Audit Management
Overview
The Audits section helps you prepare for, execute, and track compliance audits. Organize evidence, collaborate with auditors, and maintain audit history. Your vCISO coordinates with the auditor on your behalf, handles scheduling, and ensures your evidence package is complete before fieldwork begins.
Audit Lifecycle
Planning
Your vCISO schedules the audit and defines scope with the auditor.
Preparation
Collect evidence and prepare documentation.
Fieldwork
Auditor reviews evidence and conducts testing.
Reporting
Receive audit report and address findings.
Closure
Complete remediation and close the audit.
Audit Dashboard
The audit dashboard shows:
| Section | Description |
|---|---|
| Status | Current audit phase |
| Progress | Evidence collection progress |
| Evidence | Collected and pending evidence |
| Issues | Open findings and requests |
| Timeline | Upcoming milestones |
Evidence Bundles
Evidence bundles organize documentation for auditor review:
Creating a Bundle
- Open the audit
- Click Create Evidence Bundle
- Select controls to include
- Add relevant evidence to each control
- Review and finalize
Bundle Contents
Each bundle contains:
- Control Listing - All in-scope controls
- Evidence - Documents, screenshots, exports
- Test Results - Automated and manual test outcomes
- Notes - Context and explanations
Managing Requests
Information Requests
Auditors may request additional information:
- Review request in the audit dashboard
- Gather required evidence or documentation
- Upload response and mark as addressed
- Auditor reviews and closes request
Request Statuses
| Status | Meaning |
|---|---|
| Open | Awaiting response |
| Submitted | Response provided, awaiting review |
| Accepted | Auditor satisfied |
| Needs Revision | Additional information required |
Findings and Remediation
Audit Findings
Auditors may identify findings:
- Observations - Minor issues or recommendations
- Exceptions - Control failures during audit period
- Deficiencies - Significant control weaknesses
Remediation Process
Review Finding
Understand the finding and its impact.
Create Remediation Plan
Document steps to address the finding.
Implement Changes
Execute the remediation plan.
Collect Evidence
Document the remediation actions.
Close Finding
Submit evidence and close the finding.
Audit History
Past Audits
View completed audits:
- Audit Reports - Final audit reports
- Evidence Archives - Point-in-time evidence
- Findings History - Past findings and remediation
Continuous Improvement
Use audit history to:
- Track improvement over time
- Identify recurring issues
- Prepare for future audits
Best Practices
Start Early
Begin audit preparation at least 2-3 months before fieldwork. This provides time to address gaps and gather comprehensive evidence.

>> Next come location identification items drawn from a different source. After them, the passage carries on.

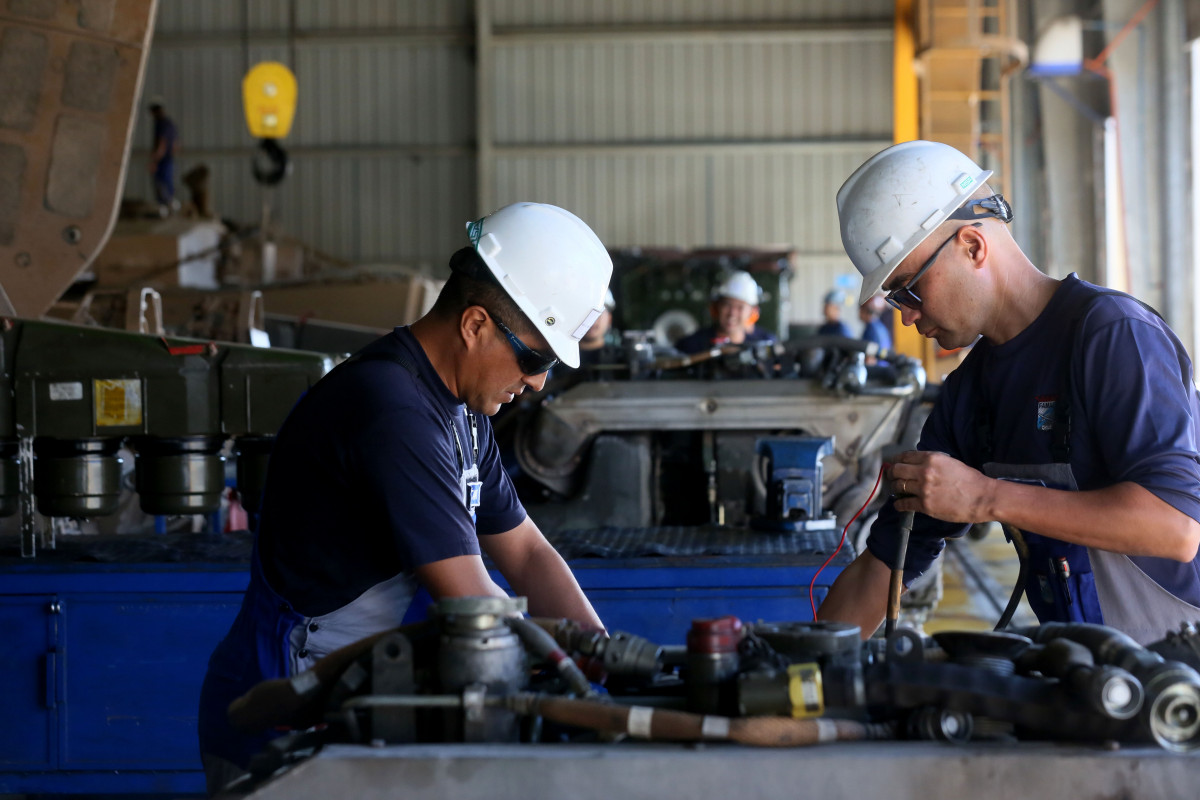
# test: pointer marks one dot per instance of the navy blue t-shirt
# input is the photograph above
(1134, 416)
(703, 340)
(365, 480)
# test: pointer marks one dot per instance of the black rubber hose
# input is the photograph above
(1023, 575)
(544, 648)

Maintain Ongoing Readiness
Don't treat compliance as a point-in-time activity. Continuously collect evidence and maintain controls throughout the year.
Communicate Proactively
Keep your auditor informed of any changes or issues. Surprises during fieldwork create delays and complications.
Document Everything
When in doubt, document it. Better to have too much evidence than too little.